Findings from the police staffing levels of 64 U.S. cities.
There are a few competing theories to explain the size of municipal police forces and why they vary by city. One set of explanations, from the "functionalist" class, argues that departments staff up in relation to population density, or budget capacity, or the sheer quantity of crime.
Then there is the class conflict theory: Widespread inequality forces police to beef up to protect the rich from the poor.
And the race conflict theory: Law enforcement expands in response to the threat that minority groups pose to the majority.
Guðmundur Oddsson and Andrew Fisher, sociology graduate students at the University of Missouri, propose that the most likely answer is actually none of the above. In research published in the International Journal of Sociology and Social Policy, they and Takeshi Wada looked back at police staffing levels from the year 2000 in 64 American cities with populations larger than 250,000. The trend that emerged: Cities tend to increase their police force (counting full-time sworn officers) when they have high levels of poverty and broad racial economic inequality at the same time.

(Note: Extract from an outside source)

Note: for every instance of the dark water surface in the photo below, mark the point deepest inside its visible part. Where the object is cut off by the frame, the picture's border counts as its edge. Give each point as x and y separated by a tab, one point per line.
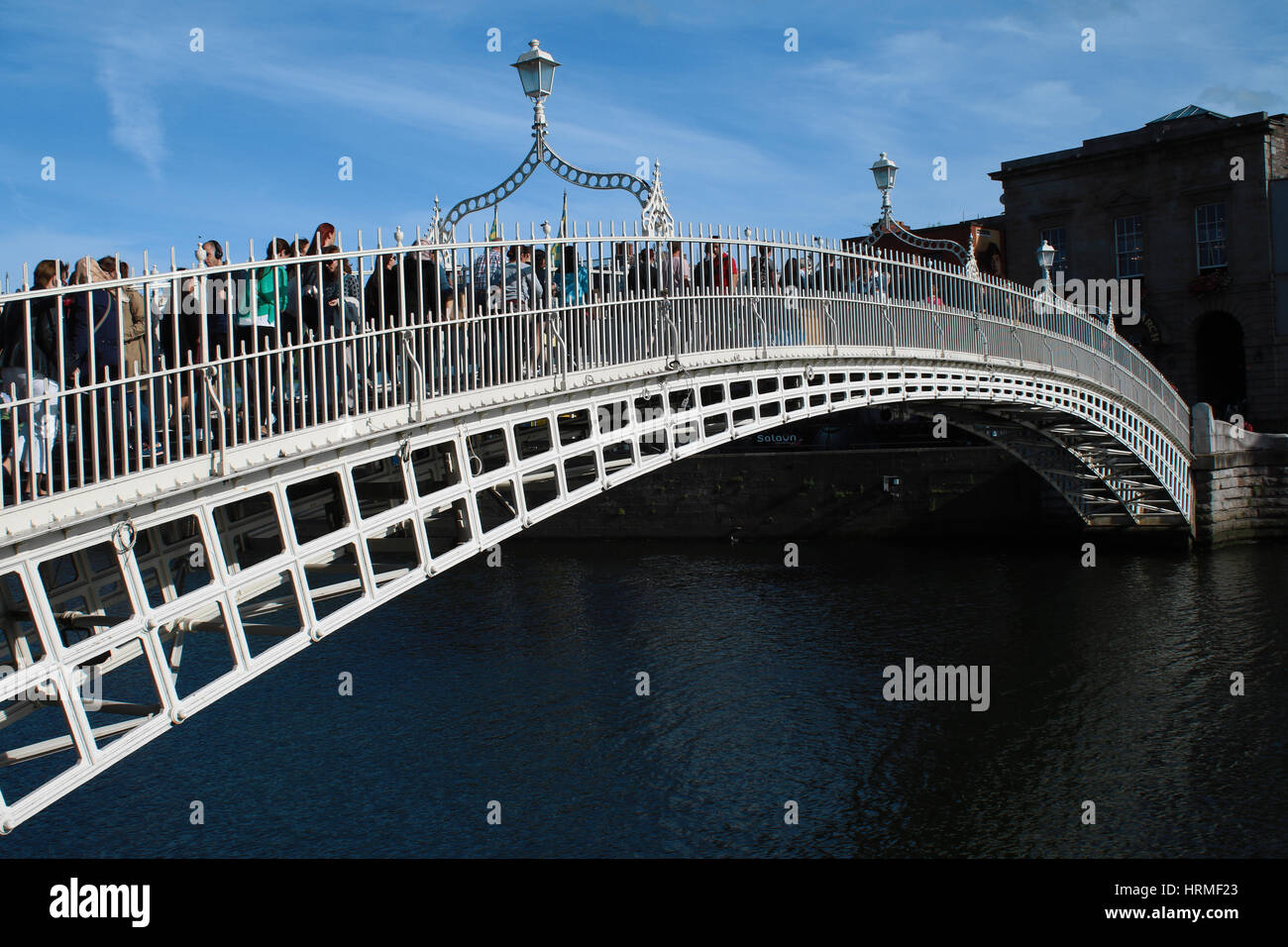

"In short," they write, "both class and race matter. What is more, class and race interact."
It's unlikely that city or police officials are looking at these two data points – the prevalence of poverty and the extent of economic inequality between racial groups – to calculate departmental resources. It's more likely, Fisher says, that police are responding to the presence of crime or the perception of fear that's attributable to the intersection of those two trends.

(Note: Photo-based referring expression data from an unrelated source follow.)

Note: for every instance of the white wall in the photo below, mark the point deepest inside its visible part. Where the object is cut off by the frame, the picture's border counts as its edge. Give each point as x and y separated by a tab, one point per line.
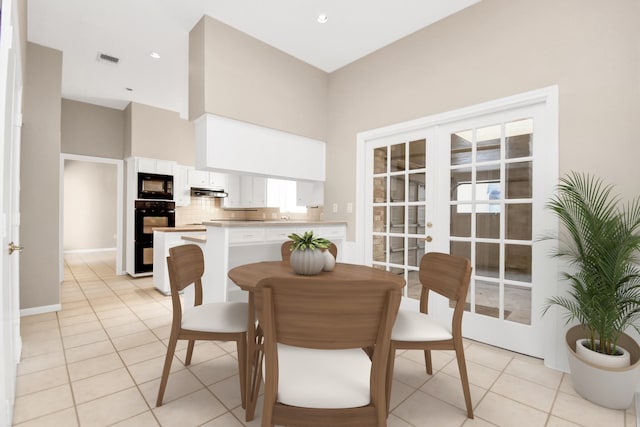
89	205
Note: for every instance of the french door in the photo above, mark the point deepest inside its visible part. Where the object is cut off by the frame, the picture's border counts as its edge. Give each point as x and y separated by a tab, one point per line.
475	187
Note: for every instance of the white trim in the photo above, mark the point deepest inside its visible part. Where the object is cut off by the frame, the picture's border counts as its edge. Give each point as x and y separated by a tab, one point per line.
86	251
40	310
553	351
119	206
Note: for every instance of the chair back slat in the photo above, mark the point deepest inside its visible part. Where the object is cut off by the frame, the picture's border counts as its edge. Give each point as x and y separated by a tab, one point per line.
327	314
447	275
186	266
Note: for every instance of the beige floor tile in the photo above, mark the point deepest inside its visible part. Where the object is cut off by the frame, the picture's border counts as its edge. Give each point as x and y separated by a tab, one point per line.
66	418
143	352
506	412
228	391
112	408
41	403
479	375
409	372
80	328
151	369
101	385
180	383
488	357
41	362
84	339
134	340
226	420
585	413
559	422
129	328
449	389
525	391
535	373
89	351
95	366
421	409
194	409
35	347
146	419
42	380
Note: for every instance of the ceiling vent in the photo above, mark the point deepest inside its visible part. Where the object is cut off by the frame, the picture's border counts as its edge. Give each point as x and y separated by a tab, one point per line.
103	57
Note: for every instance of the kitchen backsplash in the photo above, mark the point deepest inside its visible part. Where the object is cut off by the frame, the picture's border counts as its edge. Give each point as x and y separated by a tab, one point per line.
205	209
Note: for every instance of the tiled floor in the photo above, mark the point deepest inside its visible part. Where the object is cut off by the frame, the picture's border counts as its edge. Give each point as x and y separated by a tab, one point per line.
98	362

This means that police size doesn't necessarily respond to racial inequality if the poor population is small, and likewise that widespread poverty doesn't necessarily drive police staffing when everyone is equally poor, blacks and whites alike. The data they've gathered supports the idea that the most combustible scenario – or the one police think they need to respond to – is one where the gulf between low-income minorities and the upper-income majority is broad, and where the low-income population is large. Or, as the authors explain it:
Cities with great economic inequality between racial groups will not strengthen their police force if poverty is minimal because less prosperous groups pose little threat to affluent groups if few live in poverty. Cities with great poverty will not heighten policing if economic inequality between racial groups is negligible because less prosperous groups do not threaten more successful groups if economic disparities are small and poverty is widespread. However, cities with high levels of poverty and great economic inequality between racial groups will enhance their police force because affluent groups are threatened by groups that are worse off when economic disparities are pronounced and many live in poverty.
This also implies that cities that do the best job of creating racial economic equality and widespread opportunity may be able to devote fewer resources to keeping the peace. One would think they'd also be less likely to devote extensive resources to "racially discriminatory" police tactics.